Os espíritos se associam por afinidades. E essa associação se modifica, conforme modificamos nossos padrões de pensamento e conforme evoluímos moralmente. Não há, portanto, localização absoluta de punição ou de ventura para as almas que desencarnam.
A literatura espírita muitas vezes apresenta este “jeito de olhar”, onde se busca falar de vivências no mundo espiritual, ou na mente, ou nos estados de emancipação da alma (sono, sonambulismo, êxtase) como se fossem localizados no espaço e durassem certo tempo. Ocorre, porém, que, citando Werner Heisenberg (em A ordenação da realidade), “nossa intuição habitual não é mais competente para esses domínios”. Apenas por analogia, tais conceitos espaço-temporais podem ser usados.
Como é difícil conceber uma realidade fora do espaço-tempo, o que fazemos, então, é usar o recurso da imaginação, atribuindo extensão, forma, número e duração aos elementos de uma experiência fora dos padrões cotidianos, a fim de que ela possa ser descrita em palavras e compreendida por outros.

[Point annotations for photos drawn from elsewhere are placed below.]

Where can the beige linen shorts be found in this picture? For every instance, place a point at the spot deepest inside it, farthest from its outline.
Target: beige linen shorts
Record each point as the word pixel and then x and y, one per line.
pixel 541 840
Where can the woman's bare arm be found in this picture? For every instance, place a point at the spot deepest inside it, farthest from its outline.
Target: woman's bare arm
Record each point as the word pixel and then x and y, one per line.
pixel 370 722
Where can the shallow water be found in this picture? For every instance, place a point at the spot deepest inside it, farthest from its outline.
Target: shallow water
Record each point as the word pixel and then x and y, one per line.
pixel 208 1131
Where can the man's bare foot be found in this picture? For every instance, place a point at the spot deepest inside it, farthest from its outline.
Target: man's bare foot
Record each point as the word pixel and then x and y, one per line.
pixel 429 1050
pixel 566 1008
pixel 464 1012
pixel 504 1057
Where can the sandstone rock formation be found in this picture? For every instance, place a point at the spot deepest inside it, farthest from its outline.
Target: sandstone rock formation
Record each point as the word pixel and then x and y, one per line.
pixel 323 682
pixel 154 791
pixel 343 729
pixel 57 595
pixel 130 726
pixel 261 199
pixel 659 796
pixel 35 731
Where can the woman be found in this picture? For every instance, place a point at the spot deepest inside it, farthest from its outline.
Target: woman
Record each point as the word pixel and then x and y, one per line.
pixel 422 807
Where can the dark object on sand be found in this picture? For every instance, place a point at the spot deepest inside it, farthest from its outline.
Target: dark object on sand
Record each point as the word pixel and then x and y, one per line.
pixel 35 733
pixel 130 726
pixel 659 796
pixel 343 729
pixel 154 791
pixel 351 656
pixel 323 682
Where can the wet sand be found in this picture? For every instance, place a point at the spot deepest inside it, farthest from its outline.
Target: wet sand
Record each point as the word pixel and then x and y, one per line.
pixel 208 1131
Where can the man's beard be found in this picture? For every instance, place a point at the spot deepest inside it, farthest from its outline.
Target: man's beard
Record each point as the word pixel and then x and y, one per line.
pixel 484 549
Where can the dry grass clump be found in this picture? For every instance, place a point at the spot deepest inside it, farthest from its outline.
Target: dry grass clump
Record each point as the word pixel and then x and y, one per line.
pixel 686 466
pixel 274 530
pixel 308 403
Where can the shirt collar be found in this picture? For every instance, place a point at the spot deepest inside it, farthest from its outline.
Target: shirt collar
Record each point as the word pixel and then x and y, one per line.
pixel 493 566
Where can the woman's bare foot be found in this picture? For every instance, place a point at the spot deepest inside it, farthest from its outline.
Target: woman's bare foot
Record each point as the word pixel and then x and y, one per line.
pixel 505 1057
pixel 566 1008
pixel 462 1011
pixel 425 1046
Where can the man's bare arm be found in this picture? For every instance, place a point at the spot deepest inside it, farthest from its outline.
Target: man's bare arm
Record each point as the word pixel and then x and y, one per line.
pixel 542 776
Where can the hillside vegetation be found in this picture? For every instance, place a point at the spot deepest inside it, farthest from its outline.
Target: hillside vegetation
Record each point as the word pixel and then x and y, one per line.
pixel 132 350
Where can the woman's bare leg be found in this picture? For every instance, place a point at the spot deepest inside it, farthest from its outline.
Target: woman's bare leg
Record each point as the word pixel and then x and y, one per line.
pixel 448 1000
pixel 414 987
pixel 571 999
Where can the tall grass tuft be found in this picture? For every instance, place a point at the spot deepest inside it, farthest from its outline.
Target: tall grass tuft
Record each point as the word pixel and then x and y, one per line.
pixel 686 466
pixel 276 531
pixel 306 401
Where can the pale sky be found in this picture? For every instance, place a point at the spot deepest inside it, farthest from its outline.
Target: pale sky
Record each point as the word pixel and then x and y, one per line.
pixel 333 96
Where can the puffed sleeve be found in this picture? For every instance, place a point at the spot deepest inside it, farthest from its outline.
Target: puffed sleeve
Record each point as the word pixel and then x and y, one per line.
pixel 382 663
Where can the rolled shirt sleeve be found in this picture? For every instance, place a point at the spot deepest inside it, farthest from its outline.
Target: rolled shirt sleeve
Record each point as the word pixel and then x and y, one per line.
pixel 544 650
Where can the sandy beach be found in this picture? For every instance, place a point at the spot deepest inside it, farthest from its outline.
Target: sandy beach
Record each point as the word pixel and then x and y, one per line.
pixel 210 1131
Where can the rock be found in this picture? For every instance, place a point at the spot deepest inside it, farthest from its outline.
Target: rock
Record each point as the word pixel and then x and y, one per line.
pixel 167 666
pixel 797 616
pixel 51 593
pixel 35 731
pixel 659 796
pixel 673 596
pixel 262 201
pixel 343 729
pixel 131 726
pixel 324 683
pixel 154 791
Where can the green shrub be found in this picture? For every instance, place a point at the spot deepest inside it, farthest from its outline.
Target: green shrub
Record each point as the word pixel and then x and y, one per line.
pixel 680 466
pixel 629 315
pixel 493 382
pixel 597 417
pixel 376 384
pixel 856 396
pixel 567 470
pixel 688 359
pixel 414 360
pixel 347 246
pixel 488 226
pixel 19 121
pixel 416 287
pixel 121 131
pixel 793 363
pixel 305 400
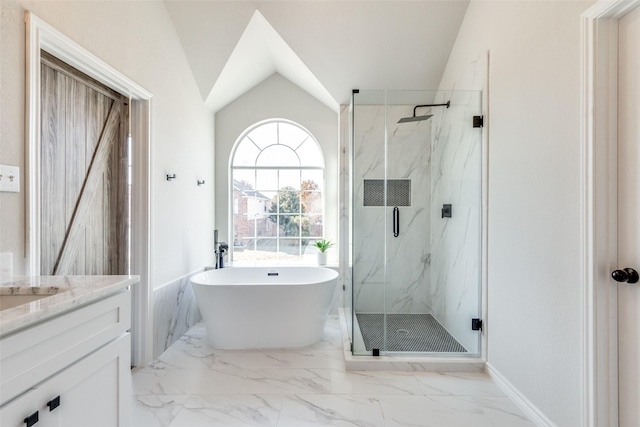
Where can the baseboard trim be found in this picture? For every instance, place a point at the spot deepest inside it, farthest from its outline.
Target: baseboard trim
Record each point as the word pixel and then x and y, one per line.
pixel 535 415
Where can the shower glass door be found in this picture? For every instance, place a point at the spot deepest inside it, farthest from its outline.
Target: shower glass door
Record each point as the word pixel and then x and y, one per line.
pixel 416 222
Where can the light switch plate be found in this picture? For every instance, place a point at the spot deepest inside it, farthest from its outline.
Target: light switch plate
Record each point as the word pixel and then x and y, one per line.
pixel 10 178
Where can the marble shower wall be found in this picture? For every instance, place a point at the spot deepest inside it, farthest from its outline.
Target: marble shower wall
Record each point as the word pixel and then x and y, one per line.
pixel 175 311
pixel 457 180
pixel 407 256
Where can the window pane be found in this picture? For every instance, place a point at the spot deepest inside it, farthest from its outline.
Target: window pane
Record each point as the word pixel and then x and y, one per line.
pixel 267 180
pixel 310 154
pixel 289 248
pixel 291 135
pixel 246 177
pixel 244 249
pixel 264 135
pixel 312 179
pixel 243 227
pixel 266 249
pixel 277 212
pixel 311 201
pixel 289 178
pixel 278 155
pixel 289 225
pixel 288 201
pixel 246 154
pixel 312 226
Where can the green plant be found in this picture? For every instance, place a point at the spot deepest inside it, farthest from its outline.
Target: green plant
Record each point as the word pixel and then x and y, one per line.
pixel 323 245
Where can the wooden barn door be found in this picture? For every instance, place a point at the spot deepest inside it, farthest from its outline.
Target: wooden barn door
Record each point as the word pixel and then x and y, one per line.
pixel 85 202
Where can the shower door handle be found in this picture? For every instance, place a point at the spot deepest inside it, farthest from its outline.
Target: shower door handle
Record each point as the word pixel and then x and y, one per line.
pixel 396 221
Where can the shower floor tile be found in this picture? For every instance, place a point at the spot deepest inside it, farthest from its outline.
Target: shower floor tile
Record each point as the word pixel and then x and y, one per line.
pixel 407 332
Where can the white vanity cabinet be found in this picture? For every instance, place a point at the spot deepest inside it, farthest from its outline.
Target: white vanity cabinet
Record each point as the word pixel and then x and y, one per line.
pixel 72 370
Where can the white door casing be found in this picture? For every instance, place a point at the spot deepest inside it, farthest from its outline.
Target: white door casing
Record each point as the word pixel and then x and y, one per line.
pixel 628 215
pixel 599 209
pixel 42 36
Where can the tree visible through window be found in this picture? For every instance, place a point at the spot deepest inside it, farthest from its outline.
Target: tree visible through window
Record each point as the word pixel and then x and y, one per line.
pixel 277 173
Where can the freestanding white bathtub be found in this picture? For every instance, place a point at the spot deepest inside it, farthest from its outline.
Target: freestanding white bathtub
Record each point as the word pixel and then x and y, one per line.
pixel 262 307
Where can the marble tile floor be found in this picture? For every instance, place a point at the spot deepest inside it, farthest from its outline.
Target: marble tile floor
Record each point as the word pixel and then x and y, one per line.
pixel 193 384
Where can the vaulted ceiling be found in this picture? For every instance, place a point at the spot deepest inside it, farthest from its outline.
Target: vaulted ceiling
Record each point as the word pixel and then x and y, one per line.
pixel 327 47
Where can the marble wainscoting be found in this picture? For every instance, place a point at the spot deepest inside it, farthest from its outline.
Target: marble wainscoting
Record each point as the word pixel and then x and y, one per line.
pixel 175 311
pixel 457 180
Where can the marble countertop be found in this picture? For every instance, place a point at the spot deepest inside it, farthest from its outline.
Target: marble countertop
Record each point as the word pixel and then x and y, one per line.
pixel 64 293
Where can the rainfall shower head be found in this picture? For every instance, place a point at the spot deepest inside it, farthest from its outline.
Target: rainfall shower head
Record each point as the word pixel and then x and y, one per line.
pixel 415 118
pixel 428 116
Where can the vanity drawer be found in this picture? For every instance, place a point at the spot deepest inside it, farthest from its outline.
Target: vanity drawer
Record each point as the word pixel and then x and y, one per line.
pixel 32 355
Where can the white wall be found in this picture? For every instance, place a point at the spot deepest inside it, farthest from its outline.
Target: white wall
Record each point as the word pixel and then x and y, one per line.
pixel 534 322
pixel 138 39
pixel 277 97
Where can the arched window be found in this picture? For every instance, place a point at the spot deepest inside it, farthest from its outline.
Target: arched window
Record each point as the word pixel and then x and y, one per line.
pixel 277 179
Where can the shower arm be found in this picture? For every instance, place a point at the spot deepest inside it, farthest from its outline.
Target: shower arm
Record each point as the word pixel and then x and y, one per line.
pixel 448 104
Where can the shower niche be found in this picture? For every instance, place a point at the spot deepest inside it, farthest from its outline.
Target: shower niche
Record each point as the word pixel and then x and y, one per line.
pixel 415 279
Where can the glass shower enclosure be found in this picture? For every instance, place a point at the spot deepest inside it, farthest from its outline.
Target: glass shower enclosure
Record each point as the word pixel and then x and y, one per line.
pixel 415 222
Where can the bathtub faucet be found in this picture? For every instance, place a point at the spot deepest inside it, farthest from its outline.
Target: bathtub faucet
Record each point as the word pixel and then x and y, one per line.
pixel 221 250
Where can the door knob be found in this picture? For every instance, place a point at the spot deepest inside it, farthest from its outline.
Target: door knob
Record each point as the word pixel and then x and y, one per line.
pixel 628 275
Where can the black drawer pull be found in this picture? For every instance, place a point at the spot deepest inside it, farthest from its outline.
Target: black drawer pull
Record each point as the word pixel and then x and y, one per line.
pixel 53 403
pixel 31 419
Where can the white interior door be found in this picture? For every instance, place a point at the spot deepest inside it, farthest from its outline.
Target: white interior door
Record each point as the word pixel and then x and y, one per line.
pixel 628 215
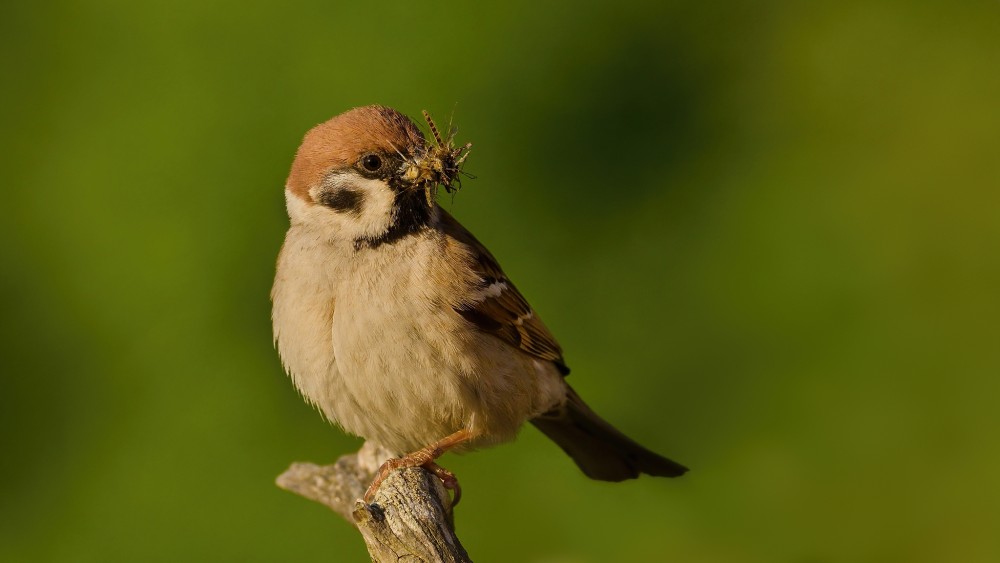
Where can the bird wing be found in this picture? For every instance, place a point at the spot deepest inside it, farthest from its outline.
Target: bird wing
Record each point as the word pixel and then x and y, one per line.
pixel 496 307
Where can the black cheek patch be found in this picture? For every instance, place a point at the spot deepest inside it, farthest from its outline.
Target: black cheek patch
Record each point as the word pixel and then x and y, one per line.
pixel 344 200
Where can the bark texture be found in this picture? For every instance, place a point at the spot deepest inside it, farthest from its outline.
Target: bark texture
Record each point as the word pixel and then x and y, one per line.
pixel 410 518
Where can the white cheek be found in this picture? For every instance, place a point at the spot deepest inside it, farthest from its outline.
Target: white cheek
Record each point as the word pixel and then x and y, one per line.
pixel 377 211
pixel 375 216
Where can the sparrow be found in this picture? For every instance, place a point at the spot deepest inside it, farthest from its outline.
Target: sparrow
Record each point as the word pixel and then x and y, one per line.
pixel 400 326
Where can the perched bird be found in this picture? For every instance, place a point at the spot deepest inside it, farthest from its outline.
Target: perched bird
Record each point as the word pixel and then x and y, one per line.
pixel 401 327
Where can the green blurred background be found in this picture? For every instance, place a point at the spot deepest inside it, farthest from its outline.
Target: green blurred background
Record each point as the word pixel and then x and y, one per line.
pixel 767 235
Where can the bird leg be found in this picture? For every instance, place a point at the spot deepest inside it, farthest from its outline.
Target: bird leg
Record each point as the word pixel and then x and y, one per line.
pixel 424 457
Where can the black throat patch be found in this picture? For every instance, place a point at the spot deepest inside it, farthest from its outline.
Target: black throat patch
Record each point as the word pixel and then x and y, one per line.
pixel 411 214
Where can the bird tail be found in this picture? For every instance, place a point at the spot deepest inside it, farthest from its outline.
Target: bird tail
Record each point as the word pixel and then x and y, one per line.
pixel 601 451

Talvez alguém se surpreenda pelo fato de que mesmo os espíritos desencarnados podem manter-se vinculados às formas do espaço e do tempo, referindo-se à sua própria condição como se estivessem habitando determinado local que chamam de “céu” ou “inferno”. É que o desencarne não significa descondicionamento de certas formas de pensar. Segundo O livro dos espíritos, questão 966: “Muitíssimo incompleta é a vossa linguagem, para exprimir o que está fora de vós. Teve-se então que recorrer a comparações e tomaste como realidade as imagens e figuras que serviram para essas comparações. À medida, porém, que o homem se instrui, melhor vai compreendendo o que a sua linguagem não pode exprimir.”
Os espíritos errantes podem ter mais ou menos consciência de sua condição, podendo ainda prender-se a certas noções de distância e tempo. Mas nenhum espírito, ao abandonar a veste física, deve ir habitar obrigatoriamente um lugar determinado e circunscrito, um “céu” de felicidade ou um “inferno” de sofrimentos indizíveis. Nem mesmo é impositivo que ele vá para as chamadas “colônias”, como Nosso Lar, descrito na obra homônima de André Luiz.
Ressalve-se que algumas construções, como cidades e hospitais, são mantidos no mundo espiritual com o objetivo de acolher os seres recém-chegados do plano terreno, a fim de recebê-los, oferecer cuidados e orientação. Esta necessidade, porém, é passageira, e deixa de existir conforme o espírito se integra em sua nova situação.
O que se pode dizer, acerca da pergunta-título, é que esta questão provavelmente não faz nenhum sentido. A palavra “onde” pouco ou nada nos pode revelar sobre a realidade espiritual que está além de nossas percepções habituais e que não pode ser descrita em termos de extensão ou duração. Ou poderíamos dizer que o mundo espiritual interpenetra o mundo material, ele está por toda parte, sendo eventualmente acessado pelas capacidades anímicas ou mediúnicas, e também durante o sono e outros momentos de liberação parcial da alma em relação ao corpo. Podemos chamá-lo de Além? Podemos, porém, não como um lugar distante, mas como um mundo fora das nossas percepções comuns.

_____
* Este texto foi publicado no jornal Leitura Espírita, Edição 10, de fevereiro de 2013.